Using SQLAlchemy to Connect to Singdata Lakehouse

Introduction

SQLAlchemy is an SQL toolkit and Object-Relational Mapping (ORM) system for the Python programming language. It provides comprehensive and flexible SQL functionality for Python application development, making database operations more convenient. Singdata Lakehouse, as a high-performance data warehouse service, now supports SQLAlchemy, making it easier for users to perform data operations and analysis.

Installation

To use SQLAlchemy to connect to Singdata Lakehouse, you first need to install the clickzetta-sqlalchemy package in your Python environment.
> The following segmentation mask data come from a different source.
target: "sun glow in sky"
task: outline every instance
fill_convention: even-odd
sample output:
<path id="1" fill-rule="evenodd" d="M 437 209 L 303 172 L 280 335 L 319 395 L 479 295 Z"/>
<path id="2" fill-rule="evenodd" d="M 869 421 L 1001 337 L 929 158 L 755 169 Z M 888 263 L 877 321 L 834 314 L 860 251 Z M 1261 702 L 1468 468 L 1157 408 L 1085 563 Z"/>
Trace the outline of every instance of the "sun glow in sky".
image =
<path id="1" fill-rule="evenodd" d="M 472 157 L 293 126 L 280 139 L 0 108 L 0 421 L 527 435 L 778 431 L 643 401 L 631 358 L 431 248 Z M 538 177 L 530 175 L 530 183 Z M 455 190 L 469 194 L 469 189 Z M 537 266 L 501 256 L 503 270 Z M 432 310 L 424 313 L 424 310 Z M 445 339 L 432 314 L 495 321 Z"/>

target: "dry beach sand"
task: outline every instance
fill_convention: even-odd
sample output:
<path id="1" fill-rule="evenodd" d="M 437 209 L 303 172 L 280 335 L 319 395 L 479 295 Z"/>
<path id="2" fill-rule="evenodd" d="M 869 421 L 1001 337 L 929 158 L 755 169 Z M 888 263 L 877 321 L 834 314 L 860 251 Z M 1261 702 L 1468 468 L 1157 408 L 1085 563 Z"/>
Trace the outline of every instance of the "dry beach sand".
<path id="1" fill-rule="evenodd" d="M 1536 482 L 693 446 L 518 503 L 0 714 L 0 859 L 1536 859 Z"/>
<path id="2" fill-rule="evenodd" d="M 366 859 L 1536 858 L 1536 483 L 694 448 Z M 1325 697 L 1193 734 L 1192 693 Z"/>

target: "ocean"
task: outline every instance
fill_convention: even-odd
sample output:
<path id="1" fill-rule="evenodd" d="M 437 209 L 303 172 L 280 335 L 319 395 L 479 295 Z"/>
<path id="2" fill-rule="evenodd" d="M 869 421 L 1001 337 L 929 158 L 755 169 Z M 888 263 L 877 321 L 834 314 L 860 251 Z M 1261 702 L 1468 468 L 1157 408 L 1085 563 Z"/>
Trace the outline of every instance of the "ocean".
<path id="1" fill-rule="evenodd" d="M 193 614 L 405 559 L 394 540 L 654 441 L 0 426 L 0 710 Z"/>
Use the following command to install (ensure the current environment does not have clickzetta-sqlalchemy and clickzetta-connector installed; uninstall them first if needed to avoid dependency conflicts):

pip uninstall -y clickzetta-sqlalchemy clickzetta-connector && pip install clickzetta-connector -U

Configure Connection Parameters

When using SQLAlchemy to connect to Singdata Lakehouse, you need to provide the correct connection parameters. The format of the connection parameters is as follows:

clickzetta://<user_login_name>:<password>@<instance_name>.<region_id>.api.singdata.com/<workspace_name>?schema=<target_schema>&virtualcluster=<your_vcluster_name>

The meanings of each parameter are as follows:

  • <user_login_name>: Your Singdata Lakehouse login username.
  • <password>: Your Singdata Lakehouse login password.
  • <instance_name>: Your Singdata Lakehouse instance name.
  • <region_id>: The cloud provider and region code for the service instance, e.g. cn-shanghai-alicloud. See Supported Cloud Platforms for all region IDs.
  • <workspace_name>: Your Singdata Lakehouse workspace name.
  • <target_schema>: The name of the target schema you wish to access.
  • <your_vcluster_name>: The name of your virtual cluster.

Connection Example:

clickzetta://Alice:xxxx@1a2b3c4d.cn-shanghai-alicloud.api.singdata.com/myworkspace?schema=public&virtualcluster=default_vc

Using Apache Superset to Connect to Singdata Lakehouse

In this section, we will introduce how to use Apache Superset to connect to Singdata Lakehouse for data queries and BI analysis.

Prerequisites

  • Ensure that the clickzetta-sqlalchemy package has been successfully installed.
  • Ensure that Apache Superset has been successfully installed and started.

Configure the Connection

  1. Open Apache Superset and go to the database list page.
  2. Click the "Add Database" button in the upper right corner and select "Other" database type.
  3. In the "SQLALCHEMY URI" field, fill in the Singdata Lakehouse connection parameters configured above.
  4. Click "Test Connection" to ensure the connection is successful.

Data Query and BI Analysis

Once the connection is successful, you can use Apache Superset for data queries and BI analysis. For example:

  1. Create a new dashboard and add chart components.
  2. In the chart configuration page, select the Singdata Lakehouse database connection that was just configured.
  3. Write SQL query statements, for example:

SELECT orders.order_id, orders.customer_id, orders.order_date, orders.total FROM orders WHERE orders.order_date BETWEEN '2022-01-01' AND '2022-12-31';

  1. Click "Execute Query" to view the query results.
  2. Adjust the chart style and configuration as needed to complete the BI analysis.

By following the above steps, you can easily use Apache Superset to connect to Singdata Lakehouse for data querying and BI analysis.